Enquanto isso nos EUA, a
economia mais poderosa do capitalismo era quebrada pelo crash de 1929 que trouxe um fenômeno surpreendente: a retomadas dos
investimentos cinematográficos e a acelerada expansão de Hollywood, principalmente
com a sonorização dos filmes. Aparentemente um paradoxo: a multiplicação das
salas de cinema e dos espectadores em meio a uma conjuntura de desemprego e
depressão econômica. É o caso da Warner Bros., à beira da falência em 1927,
refaz a fortuna em plena depressão econômica dos anos 1930 através do cinema
falado.
Cinema como sismógrafo da História: o expressionismo alemão anunciava a chegada do nazismo |
Filmes como “As Vinhas da Ira”
(1940) de John Ford, o retrato dos desempregados que vagavam pelo país à
procura de meios para sobreviver, os heróis idealistas e otimistas dos filmes
de Frank Capra ou gêneros simplesmente escapistas como os musicais eram o
remédio hollywoodiano para almas desesperançadas.
Se na
Europa o cinema mostra-se como sismógrafo de uma conjuntura turbulenta, nos EUA
sua aplicação é mais prática: como solução imaginária para as crises. Isso se
mostrou evidente na Segunda Guerra Mundial nos esforços de propaganda de
Hollywood, onde o soldado norte-americano era glamurizado e super-heróis dos
quadrinhos (Super-Homem, Capitão América etc.) tornam-se a resposta de contra-propaganda
aos novos super-heróis promovidos pela propaganda nazi.
Cinema e objeto fóbico
A
partir do pós-guerra, o cinema principalmente hollywoodiano assume outra
função: a de sintoma. Mais precisamente, a de expiação daquilo que em psicanálise
entende-se por “objeto fóbico”. Temas recorrentes como a invasão de alienígenas
seja por meios de tecnologias avançadas (“A Invasão dos Discos Voadores”, 1956)
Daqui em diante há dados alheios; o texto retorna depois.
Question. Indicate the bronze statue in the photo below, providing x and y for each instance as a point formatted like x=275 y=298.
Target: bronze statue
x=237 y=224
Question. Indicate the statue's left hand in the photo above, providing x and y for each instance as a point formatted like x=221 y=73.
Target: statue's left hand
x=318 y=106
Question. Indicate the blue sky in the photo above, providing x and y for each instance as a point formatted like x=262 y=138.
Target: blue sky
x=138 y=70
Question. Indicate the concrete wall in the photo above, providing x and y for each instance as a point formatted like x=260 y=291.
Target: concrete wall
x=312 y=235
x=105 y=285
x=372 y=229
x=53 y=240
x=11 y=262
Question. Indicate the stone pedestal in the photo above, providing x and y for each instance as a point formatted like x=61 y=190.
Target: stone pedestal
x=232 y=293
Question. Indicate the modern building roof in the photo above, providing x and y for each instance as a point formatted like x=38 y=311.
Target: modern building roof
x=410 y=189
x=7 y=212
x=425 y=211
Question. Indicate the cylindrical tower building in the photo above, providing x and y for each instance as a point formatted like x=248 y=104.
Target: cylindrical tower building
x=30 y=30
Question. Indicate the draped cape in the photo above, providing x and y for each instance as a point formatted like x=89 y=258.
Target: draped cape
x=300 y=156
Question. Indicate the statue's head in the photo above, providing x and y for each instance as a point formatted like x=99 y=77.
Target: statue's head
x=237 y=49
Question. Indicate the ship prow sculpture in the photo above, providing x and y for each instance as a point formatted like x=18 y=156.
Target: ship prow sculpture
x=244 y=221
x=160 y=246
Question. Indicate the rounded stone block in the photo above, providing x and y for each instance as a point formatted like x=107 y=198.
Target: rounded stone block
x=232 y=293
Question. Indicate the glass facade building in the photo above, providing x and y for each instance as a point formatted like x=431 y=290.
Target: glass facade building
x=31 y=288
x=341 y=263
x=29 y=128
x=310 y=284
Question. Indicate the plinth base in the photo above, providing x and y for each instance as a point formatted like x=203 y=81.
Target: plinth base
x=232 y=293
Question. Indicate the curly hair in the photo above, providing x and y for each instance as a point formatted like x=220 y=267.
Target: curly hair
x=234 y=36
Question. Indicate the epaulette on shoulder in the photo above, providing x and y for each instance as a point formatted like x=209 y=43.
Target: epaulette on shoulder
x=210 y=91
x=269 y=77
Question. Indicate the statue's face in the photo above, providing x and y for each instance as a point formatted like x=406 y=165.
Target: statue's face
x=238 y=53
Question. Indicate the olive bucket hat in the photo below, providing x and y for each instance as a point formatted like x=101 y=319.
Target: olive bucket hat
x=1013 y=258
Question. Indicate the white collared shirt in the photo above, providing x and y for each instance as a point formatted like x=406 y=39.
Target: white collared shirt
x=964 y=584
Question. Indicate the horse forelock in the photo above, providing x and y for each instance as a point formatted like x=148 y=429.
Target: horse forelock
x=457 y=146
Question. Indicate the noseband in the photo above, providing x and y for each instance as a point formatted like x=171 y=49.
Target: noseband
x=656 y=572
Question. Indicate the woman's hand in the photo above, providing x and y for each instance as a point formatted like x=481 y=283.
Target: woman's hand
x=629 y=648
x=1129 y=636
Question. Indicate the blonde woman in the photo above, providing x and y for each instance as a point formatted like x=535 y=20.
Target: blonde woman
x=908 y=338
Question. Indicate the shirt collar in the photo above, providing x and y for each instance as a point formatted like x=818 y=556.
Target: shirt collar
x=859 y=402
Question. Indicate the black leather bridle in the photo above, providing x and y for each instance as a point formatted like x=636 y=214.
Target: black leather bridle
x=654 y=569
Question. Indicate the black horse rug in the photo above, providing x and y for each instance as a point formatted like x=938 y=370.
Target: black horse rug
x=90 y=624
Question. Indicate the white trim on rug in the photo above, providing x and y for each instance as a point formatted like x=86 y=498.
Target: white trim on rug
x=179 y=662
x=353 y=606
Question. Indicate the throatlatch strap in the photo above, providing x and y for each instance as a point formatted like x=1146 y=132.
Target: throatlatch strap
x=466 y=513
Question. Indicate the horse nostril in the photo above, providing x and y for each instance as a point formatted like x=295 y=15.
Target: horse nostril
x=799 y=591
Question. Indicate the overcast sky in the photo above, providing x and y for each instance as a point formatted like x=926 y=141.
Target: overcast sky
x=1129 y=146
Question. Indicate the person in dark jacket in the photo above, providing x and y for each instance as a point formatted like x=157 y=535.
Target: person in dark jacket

ou por contaminação viral (“Vampiros de Almas”, 1956), monstros resultantes de
mutações genéticas nucleares (“O Mundo em Perigo”, 1954) ou a simples revolta
da natureza (“Os Pássaros” (1963) de Hitchcock) prenunciam essa função
imaginária de expiação daquilo que nos causa medo ou repulsa.
É o
habitual fenômeno de deslocamento de Hollywood onde a ansiedade e medo coletivo
da guerra nuclear e da guerra fria são transferidos para um objeto fóbico
representados por invasores alienígenas, formigas gigantes ou pássaros
assassinos.
Mas
esse conceito de “objeto fóbico” é muito mais complicado: não se trata
simplesmente de medo a um objeto. O próprio medo e o objeto, em si, já são
sintomas. Como Freud afirmava em 1909, “aquilo
que é hoje o objeto de uma fobia, no passado deve ter sido também a fonte de um
elevado grau de prazer” (Cf. FREUD, S. “Análise de uma fobia de um menino de
cinco anos”, Capítulo III parte II).
As ondas de filmes-catástrofe
Isso pode ser explicado melhor com o surgimento do
gênero “filme-catástrofe” nos anos 1970. Filmes sobre catástrofes (incêndios,
maremotos, terremotos, panes tecnológicas, enchentes etc.) que surgiam de
repente e abalavam a harmonia de uma comunidade começam a se multiplicar desde
o filme “Aeroporto” (1970). Seguem-se “O Destino de Poseidon” (1972),
“Terremoto” (1974), “Inferno na Torre” (1974), “Heat Wave” (1974), “Aeroporto
1975”, “Flood!” (1976) entre outros.
Depois de décadas de crescimento e estabilidade
econômica no pós-guerra, os anos 1970 foram marcados pela aceleração da
inquietude com a crise do petróleo associado às sucessivas derrotas
norte-americanas do Vietnã, conflitos raciais, o escândalo de Watergate e a
moratória disfarçada de Nixon ao romper o acordo de Breton Woods e decretar o
fim do lastro-ouro para o dólar.
Segundo Ignácio Ramonet, esse gênero de blockbuster teria o papel habitual de
“deslocamento”: as calamidades fílmicas teriam a função de “criar um objeto
fóbico que permitiria ao público localizar, circunscrever e fixar a formidável
angústia ou estado de aflição real suscitado pela situação traumática da crise”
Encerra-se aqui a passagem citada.